Abstract

Background information. Rab11 and Rab14 are two related Rab GTPases that are believed to function in endosomal recycling and Golgi/endosome transport processes. We, and others, have identified a group of proteins that interact with Rab11 and function as Rab11 effectors, known as the Rab11-FIPs (family interacting proteins). This protein family has been sub-classified into two groups - class I FIPs [FIP2, RCP (Rab coupling protein) and Rip11 (Rab11 interacting protein)] and class II FIPs (FIP3 and FIP4). Results. In the present study we identify the class I FIPs as dual Rab-binding proteins by demonstrating that they also interact with Rab14 in a GTP-dependent manner. We show that these interactions are specific for the class I FIPs and that they occur via their C-terminal regions, which encompass the previously described RBD (Rab11 binding domain).
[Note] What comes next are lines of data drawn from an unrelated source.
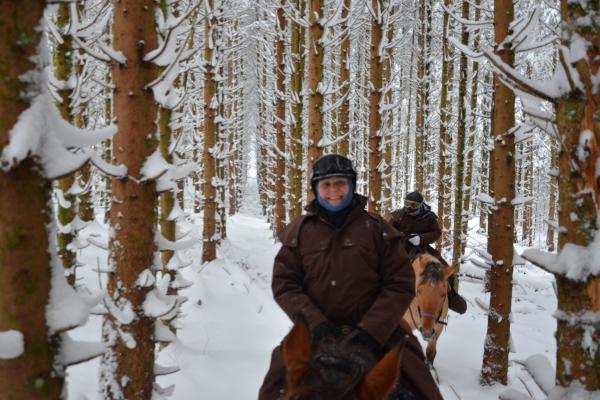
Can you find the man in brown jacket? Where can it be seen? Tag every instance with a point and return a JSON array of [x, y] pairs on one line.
[[341, 269], [421, 229]]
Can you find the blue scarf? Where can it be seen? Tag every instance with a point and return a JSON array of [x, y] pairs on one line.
[[346, 201], [336, 215]]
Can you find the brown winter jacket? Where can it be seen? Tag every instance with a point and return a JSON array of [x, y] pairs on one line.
[[425, 225], [357, 275]]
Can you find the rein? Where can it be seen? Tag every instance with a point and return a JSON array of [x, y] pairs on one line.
[[428, 315]]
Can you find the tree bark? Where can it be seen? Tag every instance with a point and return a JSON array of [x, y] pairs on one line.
[[315, 76], [553, 183], [375, 128], [461, 213], [420, 142], [63, 68], [209, 241], [24, 215], [445, 140], [344, 113], [128, 364], [577, 333], [280, 125], [501, 221], [297, 79]]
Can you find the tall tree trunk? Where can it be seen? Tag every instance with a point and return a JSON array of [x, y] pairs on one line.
[[472, 128], [63, 68], [461, 213], [375, 128], [577, 333], [444, 165], [167, 198], [209, 241], [24, 258], [297, 149], [128, 365], [553, 183], [409, 119], [420, 141], [280, 119], [315, 76], [344, 82], [501, 232]]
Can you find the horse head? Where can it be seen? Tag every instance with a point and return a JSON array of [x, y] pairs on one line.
[[334, 370], [432, 293]]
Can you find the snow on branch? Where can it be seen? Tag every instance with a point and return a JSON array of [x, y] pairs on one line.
[[74, 352], [166, 174], [12, 344], [164, 244], [547, 90], [541, 370], [41, 132], [466, 22], [575, 262], [65, 309]]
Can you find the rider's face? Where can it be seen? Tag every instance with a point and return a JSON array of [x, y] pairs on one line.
[[333, 190]]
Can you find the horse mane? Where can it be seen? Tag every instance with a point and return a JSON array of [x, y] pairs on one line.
[[432, 271], [336, 370]]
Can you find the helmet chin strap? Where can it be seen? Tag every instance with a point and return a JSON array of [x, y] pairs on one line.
[[346, 201]]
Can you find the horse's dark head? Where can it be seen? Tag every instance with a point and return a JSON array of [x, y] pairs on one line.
[[335, 370], [432, 292]]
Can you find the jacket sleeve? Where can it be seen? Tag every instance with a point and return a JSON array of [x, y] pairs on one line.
[[288, 288], [395, 219], [396, 294], [433, 232]]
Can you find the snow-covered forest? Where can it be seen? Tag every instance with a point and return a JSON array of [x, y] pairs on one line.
[[152, 150]]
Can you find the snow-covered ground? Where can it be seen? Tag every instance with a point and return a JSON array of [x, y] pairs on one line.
[[231, 322]]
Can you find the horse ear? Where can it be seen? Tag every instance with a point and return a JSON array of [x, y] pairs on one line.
[[380, 381], [448, 272], [296, 354]]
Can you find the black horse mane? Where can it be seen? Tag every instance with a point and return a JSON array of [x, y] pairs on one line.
[[335, 372], [432, 273]]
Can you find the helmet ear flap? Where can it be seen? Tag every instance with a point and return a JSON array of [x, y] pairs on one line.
[[332, 165]]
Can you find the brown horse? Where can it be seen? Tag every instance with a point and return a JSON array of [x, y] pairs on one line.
[[334, 370], [429, 309]]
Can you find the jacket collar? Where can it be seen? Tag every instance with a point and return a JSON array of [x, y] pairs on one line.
[[357, 207]]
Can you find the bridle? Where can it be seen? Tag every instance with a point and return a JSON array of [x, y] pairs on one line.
[[427, 314]]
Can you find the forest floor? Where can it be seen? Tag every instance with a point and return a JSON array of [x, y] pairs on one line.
[[231, 323]]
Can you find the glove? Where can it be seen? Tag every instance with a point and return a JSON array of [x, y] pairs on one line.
[[415, 240], [325, 329], [368, 342]]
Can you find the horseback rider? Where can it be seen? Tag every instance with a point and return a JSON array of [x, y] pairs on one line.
[[344, 272], [421, 229]]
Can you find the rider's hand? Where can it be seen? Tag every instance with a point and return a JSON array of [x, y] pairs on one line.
[[325, 329], [415, 240], [368, 342]]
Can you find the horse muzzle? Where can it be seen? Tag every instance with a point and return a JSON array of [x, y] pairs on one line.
[[427, 335]]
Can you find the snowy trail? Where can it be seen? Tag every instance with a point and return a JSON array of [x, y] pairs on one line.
[[231, 323]]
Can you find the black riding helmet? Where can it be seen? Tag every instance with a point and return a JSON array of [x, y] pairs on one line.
[[332, 165], [413, 200]]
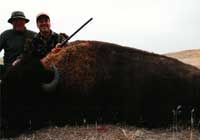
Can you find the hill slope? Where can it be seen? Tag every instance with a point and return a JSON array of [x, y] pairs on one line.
[[187, 56]]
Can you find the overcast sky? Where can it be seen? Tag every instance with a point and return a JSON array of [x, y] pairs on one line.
[[158, 26]]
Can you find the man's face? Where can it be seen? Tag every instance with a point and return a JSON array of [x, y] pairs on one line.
[[19, 24], [43, 24]]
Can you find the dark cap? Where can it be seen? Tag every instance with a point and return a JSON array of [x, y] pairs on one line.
[[17, 15], [42, 15]]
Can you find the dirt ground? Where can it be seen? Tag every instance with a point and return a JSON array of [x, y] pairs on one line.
[[109, 132]]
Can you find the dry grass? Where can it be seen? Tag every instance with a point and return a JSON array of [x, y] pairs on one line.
[[188, 56], [109, 132]]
Furthermore, we show that Rab14 significantly co-localizes with the TfnR (transferrin receptor) and that Rab14 Q70L co-localizes with Rab11 a and with the class I FIPs on the ERC (endosomal recycling compartment) during interphase. Additionally, we show that during cytokinesis Rab14 localizes to the cleavage furrow/midbody. Conclusions. The data presented in the present study, which identifies the class I FIPs as the first putative effector proteins for the Rab14 GTPase, indicates greater complexity in the Rab-binding specificity of the class I FIP proteins.